Tropical vegetation is any vegetation in tropical latitudes. Plant life that occurs in climates that are warm year-round is in general more biologically diverse that in other latitudes. Some tropical areas may receive abundant rain the whole year round, but others have long dry seasons which last several months and may vary in length and intensity with geographic location. These seasonal droughts have great impact on the vegetation, such as in the Madagascar spiny forests.

Plant species native to the tropics found in tropical ecosystems are known as tropical plants. Some examples of tropical ecosystem are the Guinean Forests of West Africa, the Madagascar dry deciduous forests and the broadleaf forests of the Thai highlands and the El Yunque National Forest in Puerto Rico.

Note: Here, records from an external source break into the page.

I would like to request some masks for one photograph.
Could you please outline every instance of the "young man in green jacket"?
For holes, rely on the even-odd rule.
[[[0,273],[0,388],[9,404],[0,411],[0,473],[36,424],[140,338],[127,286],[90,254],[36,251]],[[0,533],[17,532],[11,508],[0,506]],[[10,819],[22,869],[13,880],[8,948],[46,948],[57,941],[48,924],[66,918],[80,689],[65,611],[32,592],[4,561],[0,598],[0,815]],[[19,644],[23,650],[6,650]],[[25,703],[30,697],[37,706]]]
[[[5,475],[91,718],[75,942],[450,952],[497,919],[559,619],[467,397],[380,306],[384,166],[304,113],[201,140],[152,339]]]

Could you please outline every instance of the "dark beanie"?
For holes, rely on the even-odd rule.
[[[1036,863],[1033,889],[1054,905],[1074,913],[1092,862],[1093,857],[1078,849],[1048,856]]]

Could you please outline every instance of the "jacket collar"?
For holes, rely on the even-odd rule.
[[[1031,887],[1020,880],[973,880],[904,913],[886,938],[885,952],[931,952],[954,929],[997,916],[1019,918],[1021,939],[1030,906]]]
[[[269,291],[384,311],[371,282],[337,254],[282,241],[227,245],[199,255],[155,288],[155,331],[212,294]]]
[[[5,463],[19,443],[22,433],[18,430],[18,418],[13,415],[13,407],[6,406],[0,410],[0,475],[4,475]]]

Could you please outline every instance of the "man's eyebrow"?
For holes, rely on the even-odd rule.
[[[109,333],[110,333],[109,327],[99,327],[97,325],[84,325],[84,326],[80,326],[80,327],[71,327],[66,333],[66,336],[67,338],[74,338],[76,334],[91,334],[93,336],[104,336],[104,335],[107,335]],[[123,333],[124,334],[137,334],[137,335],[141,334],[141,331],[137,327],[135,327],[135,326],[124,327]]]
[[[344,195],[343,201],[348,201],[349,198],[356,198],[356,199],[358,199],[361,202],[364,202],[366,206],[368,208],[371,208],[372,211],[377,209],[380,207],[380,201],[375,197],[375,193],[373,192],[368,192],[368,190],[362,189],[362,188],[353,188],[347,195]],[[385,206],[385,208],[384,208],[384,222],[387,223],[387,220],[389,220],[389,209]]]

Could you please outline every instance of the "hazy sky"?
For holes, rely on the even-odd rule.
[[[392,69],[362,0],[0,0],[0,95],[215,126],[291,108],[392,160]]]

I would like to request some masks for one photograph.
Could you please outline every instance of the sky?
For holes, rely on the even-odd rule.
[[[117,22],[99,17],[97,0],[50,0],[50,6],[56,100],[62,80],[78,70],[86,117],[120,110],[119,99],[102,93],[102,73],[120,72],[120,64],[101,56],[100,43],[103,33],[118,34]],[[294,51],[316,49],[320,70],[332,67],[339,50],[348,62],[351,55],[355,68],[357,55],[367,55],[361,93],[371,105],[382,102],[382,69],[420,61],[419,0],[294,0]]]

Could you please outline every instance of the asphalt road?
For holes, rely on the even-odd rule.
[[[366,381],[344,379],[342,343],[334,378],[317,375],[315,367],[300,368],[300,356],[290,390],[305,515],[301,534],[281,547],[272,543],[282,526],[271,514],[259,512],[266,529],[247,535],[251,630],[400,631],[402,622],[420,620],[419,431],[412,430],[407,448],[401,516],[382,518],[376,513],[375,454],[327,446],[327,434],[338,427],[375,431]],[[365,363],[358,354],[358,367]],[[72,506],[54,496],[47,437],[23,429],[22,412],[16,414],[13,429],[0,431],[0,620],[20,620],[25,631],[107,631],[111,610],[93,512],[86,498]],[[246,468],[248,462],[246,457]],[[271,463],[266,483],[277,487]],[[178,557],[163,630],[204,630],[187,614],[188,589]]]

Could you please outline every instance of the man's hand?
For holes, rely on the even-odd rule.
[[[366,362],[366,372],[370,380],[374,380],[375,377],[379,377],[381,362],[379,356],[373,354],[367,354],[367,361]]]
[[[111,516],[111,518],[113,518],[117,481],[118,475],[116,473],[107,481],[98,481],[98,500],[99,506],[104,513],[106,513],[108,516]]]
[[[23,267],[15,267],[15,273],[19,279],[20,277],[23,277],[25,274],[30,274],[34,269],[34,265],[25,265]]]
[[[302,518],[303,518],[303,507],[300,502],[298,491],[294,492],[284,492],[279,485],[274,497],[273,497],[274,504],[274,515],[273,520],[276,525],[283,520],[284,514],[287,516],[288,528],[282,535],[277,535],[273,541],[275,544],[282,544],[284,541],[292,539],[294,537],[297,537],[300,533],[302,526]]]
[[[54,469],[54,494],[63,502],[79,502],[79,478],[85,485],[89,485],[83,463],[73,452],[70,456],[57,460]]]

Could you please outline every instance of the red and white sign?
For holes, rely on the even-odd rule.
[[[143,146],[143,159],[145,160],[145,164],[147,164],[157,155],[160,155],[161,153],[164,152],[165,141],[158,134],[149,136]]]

The term 'Tropical vegetation' often is used in the sense of lush and luxuriant, but not all the vegetation of the areas of the Earth under a tropical climate could be adequately defined as such. Despite their lush appearance, often the soils of tropical forests are low in nutrient content making them quite vulnerable to slash-and-burn deforestation techniques, which are sometimes an element of shifting cultivation agricultural systems. Tropical vegetation may include the following habitat types:

Tropical rainforest ecosystems include significant areas of biodiversity, often coupled with high species endemism. Rainforests are home to half of all the living animal and plant species on the planet and roughly two-thirds of all flowering plants can be found in rainforests. The most representative are the Borneo rainforest, one of the oldest rainforests in the world, the Brazilian and Venezuelan Amazon Rainforest, as well as the eastern Costa Rican rainforests.